Three years ago, I began learning Russian and three years ago this week I began this occasional blog to document my progress (or, in my own head, frustratingly, lack of progress.) Being a linguist and former language teacher brings both advantages and disadvantages when learning a new language. It’s an advantage because you know how to learn, you can make linguistic comparisons and shortcuts, but it’s a disadvantage because you are aware of how much you still have to learn. When struggling to express yourself in the new language you realise you could say it without effort in your other languages. I’ve been tormenting myself with this for three years, along the lines of “When will my Russian be as good as my French?” conveniently forgetting that I have been speaking French for 50 years and have a degree in it -whereas in three years, all I have to show is that I obtained B1 First Certification ТРКИ …
Which, of course, is actually rather good, especially as I have a full time job and was also studying for a Masters degree at the same time (which I have now got!) . Were it someone other than myself, I’d be congratulating them, but something in me still felt the need to prove myself further.
Last week I presented in Russian (on Gamification) at a Moscow conference on 21st century digital learning and fielded questions without the use of the translation headset. Within five minutes of arriving at the conference, one of the delegates was quizzing me about forum grading and plugins in the latest version of Moodle and I suddenly realised – I could understand him – this is my specialist subject, in Russian, and I could understand him!
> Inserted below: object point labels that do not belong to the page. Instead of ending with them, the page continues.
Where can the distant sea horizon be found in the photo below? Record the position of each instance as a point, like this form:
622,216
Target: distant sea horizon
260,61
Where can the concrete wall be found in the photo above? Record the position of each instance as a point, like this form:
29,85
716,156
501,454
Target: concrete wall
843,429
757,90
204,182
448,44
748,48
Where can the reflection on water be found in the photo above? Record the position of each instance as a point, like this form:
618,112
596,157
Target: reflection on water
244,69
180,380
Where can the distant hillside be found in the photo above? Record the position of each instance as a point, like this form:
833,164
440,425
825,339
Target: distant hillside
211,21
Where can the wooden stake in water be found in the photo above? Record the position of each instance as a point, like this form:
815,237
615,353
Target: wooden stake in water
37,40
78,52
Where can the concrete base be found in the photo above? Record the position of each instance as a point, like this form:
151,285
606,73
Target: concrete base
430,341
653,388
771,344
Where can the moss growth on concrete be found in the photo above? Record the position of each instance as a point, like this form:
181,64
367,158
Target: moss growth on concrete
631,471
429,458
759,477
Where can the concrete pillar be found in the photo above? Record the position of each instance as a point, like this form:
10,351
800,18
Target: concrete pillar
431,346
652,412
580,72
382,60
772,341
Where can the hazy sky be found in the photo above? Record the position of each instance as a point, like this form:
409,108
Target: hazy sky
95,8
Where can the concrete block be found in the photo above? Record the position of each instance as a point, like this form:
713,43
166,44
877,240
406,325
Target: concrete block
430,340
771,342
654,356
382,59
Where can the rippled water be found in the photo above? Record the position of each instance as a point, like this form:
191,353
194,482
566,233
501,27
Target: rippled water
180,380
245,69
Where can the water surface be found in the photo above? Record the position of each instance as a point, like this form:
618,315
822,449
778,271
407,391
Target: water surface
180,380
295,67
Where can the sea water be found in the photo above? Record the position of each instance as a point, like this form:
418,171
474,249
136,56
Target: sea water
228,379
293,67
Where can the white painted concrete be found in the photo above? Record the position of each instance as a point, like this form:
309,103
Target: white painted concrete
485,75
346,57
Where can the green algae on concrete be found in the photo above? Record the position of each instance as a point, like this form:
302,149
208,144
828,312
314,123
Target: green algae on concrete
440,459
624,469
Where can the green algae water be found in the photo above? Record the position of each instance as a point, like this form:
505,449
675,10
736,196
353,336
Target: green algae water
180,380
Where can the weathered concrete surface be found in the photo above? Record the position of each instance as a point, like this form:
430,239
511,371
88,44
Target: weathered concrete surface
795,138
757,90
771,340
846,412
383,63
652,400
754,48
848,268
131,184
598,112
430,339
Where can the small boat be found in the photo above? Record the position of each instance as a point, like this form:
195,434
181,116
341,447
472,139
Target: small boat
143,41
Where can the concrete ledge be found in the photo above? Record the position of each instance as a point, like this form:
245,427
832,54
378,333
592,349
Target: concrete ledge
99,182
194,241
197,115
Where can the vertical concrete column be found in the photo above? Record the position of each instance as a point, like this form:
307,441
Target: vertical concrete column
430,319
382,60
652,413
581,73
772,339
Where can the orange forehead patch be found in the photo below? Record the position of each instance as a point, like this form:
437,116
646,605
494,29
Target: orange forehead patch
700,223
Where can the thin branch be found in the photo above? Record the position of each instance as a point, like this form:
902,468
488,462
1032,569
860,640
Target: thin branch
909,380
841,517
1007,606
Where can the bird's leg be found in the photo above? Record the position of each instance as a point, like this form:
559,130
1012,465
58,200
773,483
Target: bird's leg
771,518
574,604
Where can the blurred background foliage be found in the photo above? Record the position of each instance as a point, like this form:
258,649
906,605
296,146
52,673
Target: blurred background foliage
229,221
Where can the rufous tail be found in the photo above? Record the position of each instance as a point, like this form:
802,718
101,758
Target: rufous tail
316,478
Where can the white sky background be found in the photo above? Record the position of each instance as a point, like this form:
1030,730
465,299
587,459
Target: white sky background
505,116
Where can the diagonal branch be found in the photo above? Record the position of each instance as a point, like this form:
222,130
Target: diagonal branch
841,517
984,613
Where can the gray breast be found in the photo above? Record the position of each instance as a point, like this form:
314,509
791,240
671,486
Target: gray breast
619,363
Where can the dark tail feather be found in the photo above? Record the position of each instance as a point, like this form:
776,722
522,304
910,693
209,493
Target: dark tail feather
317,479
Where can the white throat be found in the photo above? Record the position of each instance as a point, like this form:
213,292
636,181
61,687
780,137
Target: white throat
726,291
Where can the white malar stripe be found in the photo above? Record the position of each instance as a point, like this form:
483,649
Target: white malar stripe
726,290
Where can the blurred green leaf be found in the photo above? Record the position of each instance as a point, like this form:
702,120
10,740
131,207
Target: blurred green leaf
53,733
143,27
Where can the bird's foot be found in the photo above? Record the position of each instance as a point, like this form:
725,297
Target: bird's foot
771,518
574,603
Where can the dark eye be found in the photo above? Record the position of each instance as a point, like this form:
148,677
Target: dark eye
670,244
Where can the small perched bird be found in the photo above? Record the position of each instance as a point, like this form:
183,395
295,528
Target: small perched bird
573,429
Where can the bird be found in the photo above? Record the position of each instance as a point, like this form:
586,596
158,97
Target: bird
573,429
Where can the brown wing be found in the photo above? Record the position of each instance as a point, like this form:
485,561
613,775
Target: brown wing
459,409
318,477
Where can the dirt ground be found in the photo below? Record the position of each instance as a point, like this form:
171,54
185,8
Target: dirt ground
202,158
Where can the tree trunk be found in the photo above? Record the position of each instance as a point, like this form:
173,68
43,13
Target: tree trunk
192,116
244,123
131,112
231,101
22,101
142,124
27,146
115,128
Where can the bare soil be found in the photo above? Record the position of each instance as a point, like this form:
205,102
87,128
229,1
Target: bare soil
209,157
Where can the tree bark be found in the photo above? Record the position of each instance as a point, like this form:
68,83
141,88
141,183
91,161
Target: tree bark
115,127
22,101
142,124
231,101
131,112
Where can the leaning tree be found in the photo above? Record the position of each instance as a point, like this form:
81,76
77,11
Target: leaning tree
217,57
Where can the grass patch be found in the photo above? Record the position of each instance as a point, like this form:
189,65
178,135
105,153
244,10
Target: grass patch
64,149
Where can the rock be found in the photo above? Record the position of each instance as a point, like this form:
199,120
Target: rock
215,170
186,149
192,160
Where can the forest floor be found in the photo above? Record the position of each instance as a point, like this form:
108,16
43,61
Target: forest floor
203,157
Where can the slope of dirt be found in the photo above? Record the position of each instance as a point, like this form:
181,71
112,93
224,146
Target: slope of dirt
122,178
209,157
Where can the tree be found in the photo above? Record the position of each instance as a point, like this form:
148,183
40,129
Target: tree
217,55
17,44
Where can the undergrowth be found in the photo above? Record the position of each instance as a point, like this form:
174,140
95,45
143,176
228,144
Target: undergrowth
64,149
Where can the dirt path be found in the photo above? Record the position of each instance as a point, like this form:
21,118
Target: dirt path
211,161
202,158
For once, instead of focusing depressingly on the long road ahead, I became aware just how far I have actually come along that road in three years. A bit of a threshold moment (see Threshold concepts, which I embraced in my Masters!) and, fingers crossed, it might go someway to easing my personal pain of not being good enough yet.
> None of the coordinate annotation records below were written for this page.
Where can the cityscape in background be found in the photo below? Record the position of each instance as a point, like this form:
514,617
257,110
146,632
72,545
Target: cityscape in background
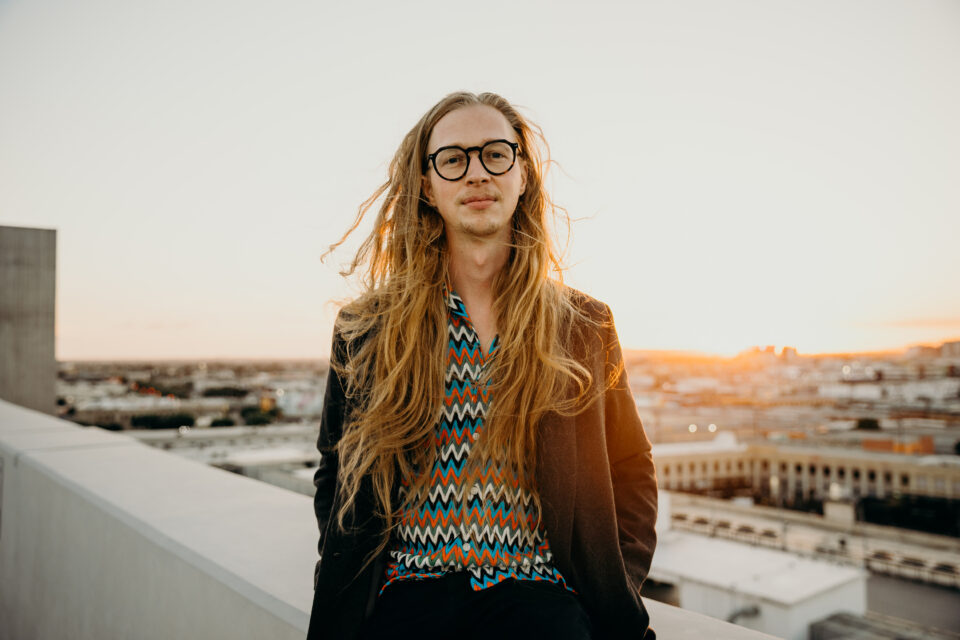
823,456
803,496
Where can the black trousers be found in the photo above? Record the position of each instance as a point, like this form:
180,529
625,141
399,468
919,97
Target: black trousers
447,607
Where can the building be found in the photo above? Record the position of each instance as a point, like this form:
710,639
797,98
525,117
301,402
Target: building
769,590
28,279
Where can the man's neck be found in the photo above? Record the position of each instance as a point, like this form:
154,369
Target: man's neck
473,269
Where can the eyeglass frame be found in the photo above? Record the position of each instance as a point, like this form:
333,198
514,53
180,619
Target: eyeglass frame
432,158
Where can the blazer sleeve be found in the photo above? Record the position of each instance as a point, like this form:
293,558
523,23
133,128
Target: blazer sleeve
331,428
631,464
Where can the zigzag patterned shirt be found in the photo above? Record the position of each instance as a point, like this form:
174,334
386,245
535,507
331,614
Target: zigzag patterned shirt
481,535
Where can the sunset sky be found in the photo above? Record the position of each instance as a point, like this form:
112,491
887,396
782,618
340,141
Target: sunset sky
739,173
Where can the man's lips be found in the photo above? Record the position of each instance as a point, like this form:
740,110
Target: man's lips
479,202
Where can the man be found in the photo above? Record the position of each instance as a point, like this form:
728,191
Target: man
484,472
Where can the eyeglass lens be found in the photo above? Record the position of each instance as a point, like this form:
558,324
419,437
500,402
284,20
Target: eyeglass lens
496,157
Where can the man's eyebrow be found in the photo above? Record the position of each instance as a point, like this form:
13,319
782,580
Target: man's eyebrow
464,146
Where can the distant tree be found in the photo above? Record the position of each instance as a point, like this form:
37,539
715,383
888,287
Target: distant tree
152,421
257,418
224,392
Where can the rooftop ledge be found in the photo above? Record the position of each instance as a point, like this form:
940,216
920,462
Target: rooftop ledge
102,536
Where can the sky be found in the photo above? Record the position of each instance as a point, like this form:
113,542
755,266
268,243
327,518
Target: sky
738,173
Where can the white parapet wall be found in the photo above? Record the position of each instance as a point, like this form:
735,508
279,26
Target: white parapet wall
103,537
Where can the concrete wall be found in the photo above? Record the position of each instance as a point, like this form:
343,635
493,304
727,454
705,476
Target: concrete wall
28,274
104,537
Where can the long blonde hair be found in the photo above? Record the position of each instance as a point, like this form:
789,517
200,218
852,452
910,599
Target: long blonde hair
395,333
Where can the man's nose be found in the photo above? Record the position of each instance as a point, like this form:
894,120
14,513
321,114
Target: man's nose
476,172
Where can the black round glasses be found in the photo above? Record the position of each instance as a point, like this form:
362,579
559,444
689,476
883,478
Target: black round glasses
451,163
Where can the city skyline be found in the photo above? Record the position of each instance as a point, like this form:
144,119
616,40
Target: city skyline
757,173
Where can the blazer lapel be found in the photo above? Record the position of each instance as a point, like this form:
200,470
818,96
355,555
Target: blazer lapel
556,480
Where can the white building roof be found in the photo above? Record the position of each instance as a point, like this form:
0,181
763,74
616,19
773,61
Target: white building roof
722,442
767,574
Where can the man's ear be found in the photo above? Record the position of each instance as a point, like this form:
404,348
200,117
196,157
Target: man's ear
425,189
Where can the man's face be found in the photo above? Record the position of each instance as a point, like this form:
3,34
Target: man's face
479,205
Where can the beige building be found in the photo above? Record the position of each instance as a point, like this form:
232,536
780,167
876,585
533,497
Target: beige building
790,473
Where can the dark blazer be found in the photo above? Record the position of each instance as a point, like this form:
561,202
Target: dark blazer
597,487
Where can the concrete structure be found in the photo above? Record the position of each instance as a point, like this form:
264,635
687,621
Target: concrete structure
102,536
765,589
28,279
I originally started studying Russian because my son has moved there and I wanted to be able to cope on my own when visiting him. Three years on I am also using Russian in my job with Moodle HQ, spreading the word in this slavic tongue.
And so, abandoning my plan of stopping my private lessons at the end of this year, I shall instead continue and take the next level up – B2 level. Watch this space!
This is an inspiring story.
I wonder whether there is a single path forwards at the higher levels – because everyone communicates differently, and does different things with their language skills. But a person who can explain ed tech (and I can vouch for the gamification presentation which was spot on) and pass standardised examinations is definitely doing something right.